Stanford Psychiatry receives grant to study contribution of hypocretin neuron activity to Alzheimer's related sleep disturbances

May 2024

Oscar Gonzalez, PhD

We are thrilled to share that Stanford Psychiatry’s Oscar Gonzalez, postdoctoral scholar of psychiatry and behavioral sciences, has received a grant from the National Institute on Aging entitled “Contribution of hypocretin neuron activity to Alzheimer's related sleep disturbances.”
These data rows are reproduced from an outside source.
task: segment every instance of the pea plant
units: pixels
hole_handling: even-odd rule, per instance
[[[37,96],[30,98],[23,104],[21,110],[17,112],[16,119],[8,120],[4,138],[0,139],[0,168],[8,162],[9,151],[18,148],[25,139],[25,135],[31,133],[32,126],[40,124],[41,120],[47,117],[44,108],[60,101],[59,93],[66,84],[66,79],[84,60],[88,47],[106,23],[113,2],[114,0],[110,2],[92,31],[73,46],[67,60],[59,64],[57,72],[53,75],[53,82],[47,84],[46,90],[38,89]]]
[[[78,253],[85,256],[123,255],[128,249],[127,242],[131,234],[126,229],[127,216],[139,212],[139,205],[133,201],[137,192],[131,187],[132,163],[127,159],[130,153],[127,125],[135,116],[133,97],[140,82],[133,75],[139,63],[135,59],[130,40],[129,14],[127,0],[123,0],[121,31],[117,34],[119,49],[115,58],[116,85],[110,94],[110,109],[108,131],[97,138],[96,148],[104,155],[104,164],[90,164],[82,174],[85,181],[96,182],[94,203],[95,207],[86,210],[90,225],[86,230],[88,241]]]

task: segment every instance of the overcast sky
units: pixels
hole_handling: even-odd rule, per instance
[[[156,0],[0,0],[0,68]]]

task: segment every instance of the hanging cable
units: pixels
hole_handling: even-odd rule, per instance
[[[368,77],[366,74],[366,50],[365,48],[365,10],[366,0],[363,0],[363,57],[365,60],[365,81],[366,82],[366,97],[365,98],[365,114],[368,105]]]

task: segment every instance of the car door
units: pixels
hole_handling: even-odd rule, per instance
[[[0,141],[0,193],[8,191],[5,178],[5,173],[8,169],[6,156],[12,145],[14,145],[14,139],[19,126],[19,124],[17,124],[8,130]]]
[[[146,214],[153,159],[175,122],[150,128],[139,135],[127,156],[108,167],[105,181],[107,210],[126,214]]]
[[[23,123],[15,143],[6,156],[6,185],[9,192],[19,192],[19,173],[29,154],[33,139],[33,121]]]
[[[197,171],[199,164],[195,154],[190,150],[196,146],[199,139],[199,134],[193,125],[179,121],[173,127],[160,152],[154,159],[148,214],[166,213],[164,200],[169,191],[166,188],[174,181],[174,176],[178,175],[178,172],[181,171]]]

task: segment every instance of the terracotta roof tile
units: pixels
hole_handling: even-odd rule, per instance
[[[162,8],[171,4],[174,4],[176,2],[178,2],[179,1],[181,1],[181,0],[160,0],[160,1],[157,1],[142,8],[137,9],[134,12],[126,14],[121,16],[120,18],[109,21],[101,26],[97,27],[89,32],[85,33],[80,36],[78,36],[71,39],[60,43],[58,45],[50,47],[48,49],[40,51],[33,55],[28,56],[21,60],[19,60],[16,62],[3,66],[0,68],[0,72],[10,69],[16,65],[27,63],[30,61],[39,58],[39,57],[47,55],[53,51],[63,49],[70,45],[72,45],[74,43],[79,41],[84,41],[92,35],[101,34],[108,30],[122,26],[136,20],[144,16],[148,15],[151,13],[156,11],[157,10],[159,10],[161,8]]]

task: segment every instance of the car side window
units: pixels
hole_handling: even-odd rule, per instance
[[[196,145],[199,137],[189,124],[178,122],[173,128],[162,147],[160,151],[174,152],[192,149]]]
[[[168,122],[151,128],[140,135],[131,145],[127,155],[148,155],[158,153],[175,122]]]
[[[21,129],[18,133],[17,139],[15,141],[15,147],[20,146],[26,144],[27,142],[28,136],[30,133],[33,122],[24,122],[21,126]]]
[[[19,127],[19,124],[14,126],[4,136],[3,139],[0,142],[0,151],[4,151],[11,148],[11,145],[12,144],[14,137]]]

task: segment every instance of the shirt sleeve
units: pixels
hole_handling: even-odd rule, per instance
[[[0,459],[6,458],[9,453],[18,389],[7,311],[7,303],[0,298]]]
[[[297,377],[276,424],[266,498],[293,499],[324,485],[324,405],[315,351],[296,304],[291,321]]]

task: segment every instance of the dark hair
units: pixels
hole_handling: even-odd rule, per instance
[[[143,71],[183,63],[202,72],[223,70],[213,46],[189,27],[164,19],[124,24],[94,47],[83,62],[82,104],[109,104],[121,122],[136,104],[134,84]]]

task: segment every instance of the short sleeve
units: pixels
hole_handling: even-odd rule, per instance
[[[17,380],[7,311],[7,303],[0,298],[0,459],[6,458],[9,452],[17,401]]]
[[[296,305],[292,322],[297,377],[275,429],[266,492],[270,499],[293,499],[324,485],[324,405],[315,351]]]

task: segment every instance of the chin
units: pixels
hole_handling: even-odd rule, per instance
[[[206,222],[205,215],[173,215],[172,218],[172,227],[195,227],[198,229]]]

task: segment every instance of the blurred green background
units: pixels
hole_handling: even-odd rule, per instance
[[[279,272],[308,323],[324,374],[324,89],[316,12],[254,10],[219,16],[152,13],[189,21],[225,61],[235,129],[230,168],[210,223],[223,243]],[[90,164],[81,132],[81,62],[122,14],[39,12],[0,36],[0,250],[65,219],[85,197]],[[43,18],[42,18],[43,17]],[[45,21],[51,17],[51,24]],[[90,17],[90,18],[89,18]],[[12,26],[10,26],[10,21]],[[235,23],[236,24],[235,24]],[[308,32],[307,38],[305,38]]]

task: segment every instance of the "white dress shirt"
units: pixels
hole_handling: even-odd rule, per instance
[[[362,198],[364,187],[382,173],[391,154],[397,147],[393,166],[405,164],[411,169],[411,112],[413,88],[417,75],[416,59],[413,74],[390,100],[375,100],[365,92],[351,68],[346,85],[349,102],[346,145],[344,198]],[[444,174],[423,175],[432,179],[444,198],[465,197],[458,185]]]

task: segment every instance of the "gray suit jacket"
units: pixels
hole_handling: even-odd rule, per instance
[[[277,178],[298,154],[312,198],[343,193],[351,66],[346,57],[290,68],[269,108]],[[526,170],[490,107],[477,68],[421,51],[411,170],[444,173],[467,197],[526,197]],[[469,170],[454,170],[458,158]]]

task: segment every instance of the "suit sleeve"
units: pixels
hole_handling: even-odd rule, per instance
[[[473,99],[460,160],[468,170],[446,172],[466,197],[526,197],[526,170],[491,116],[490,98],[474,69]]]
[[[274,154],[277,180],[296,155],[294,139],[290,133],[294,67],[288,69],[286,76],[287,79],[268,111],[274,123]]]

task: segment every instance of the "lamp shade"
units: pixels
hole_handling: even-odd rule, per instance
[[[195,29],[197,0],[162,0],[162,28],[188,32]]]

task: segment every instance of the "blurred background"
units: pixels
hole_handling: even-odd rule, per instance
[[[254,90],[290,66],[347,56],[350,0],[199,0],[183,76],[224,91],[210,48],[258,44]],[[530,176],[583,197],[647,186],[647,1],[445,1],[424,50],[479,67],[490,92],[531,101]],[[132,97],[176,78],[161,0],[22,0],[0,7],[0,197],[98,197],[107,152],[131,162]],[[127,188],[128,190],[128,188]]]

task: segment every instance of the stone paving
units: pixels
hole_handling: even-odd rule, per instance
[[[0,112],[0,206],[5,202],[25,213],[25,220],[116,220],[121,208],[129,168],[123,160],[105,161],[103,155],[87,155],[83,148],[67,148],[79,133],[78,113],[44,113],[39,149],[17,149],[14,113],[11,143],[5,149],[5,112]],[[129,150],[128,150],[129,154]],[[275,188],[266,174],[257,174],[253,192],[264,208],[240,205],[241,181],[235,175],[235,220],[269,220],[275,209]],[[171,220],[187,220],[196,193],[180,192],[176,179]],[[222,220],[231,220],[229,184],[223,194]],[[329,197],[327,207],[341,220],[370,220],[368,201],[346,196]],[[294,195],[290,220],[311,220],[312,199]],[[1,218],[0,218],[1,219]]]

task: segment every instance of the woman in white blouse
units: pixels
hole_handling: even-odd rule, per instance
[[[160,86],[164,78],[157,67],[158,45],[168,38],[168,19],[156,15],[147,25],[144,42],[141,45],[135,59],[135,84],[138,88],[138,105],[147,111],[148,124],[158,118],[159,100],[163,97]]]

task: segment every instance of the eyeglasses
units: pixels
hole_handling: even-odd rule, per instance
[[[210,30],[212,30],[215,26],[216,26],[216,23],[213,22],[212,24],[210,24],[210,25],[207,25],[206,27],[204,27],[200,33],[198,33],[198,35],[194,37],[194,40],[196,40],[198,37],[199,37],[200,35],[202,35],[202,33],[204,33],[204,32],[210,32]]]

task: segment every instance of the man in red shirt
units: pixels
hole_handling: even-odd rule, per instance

Sleep is a very well conserved behavioral state across all animals - its precise homeostatic regulation is vital for maintaining good sleep quality and a healthy life. Patients with Alzheimer’s disease show signs of disrupted sleep architecture, characterized by fragmented sleep patterns. Though the exact mechanism underlying fragmented sleep in Alzheimer’s patients remains unknown, it may involve disrupted encoding of homeostatic sleep pressures by wake- promoting hypocretin neurons of the lateral hypothalamus.

This early-career grant builds on recent work that has demonstrated that hyperexcitability of wake-promoting hypocretin neurons of the lateral hypothalamus, resulting from natural aging, may underlie increased sleep fragmentation during aging.

“I will investigate the impact of Alzheimer’s disease-related accumulation of beta-amyloid on hypocretin neuron activity, and subsequent impacts on homeostatic sleep pressure and increased sleep fragmentation,” says Dr. Gonzalez, “with the aim of elucidating the underlying mechanisms driving sleep disturbances in Alzheimer’s disease – a key step in advancing our understanding of Alzheimer’s disease progression and treatment.”

Dr. Gonzalez works with research mentor Luis de Lecea, a professor in the Department of Psychiatry and Behavioral Sciences. The de Lecea Lab studies the role of neuromodulators in mammalian behavior, especially behaviors related to sleep, reward, stress, and learning/memory. In the de Lecea lab, Dr. Gonzalez combines theoretical and experimental techniques to study the impact of sleep pressure on wake-promoting brain regions, its influence on sleep architecture, and disruption in neurodegenerative disorders. Recent publications Dr. Gonzalez has contributed to include “Optogenetic and pharmacological interventions link hypocretin neurons to impulsivity in mice” published in the journal Communications Biology, and “Adolescent sleep defects and dopaminergic hyperactivity in mice with a schizophrenia-linked Shank3 mutation” published in Sleep.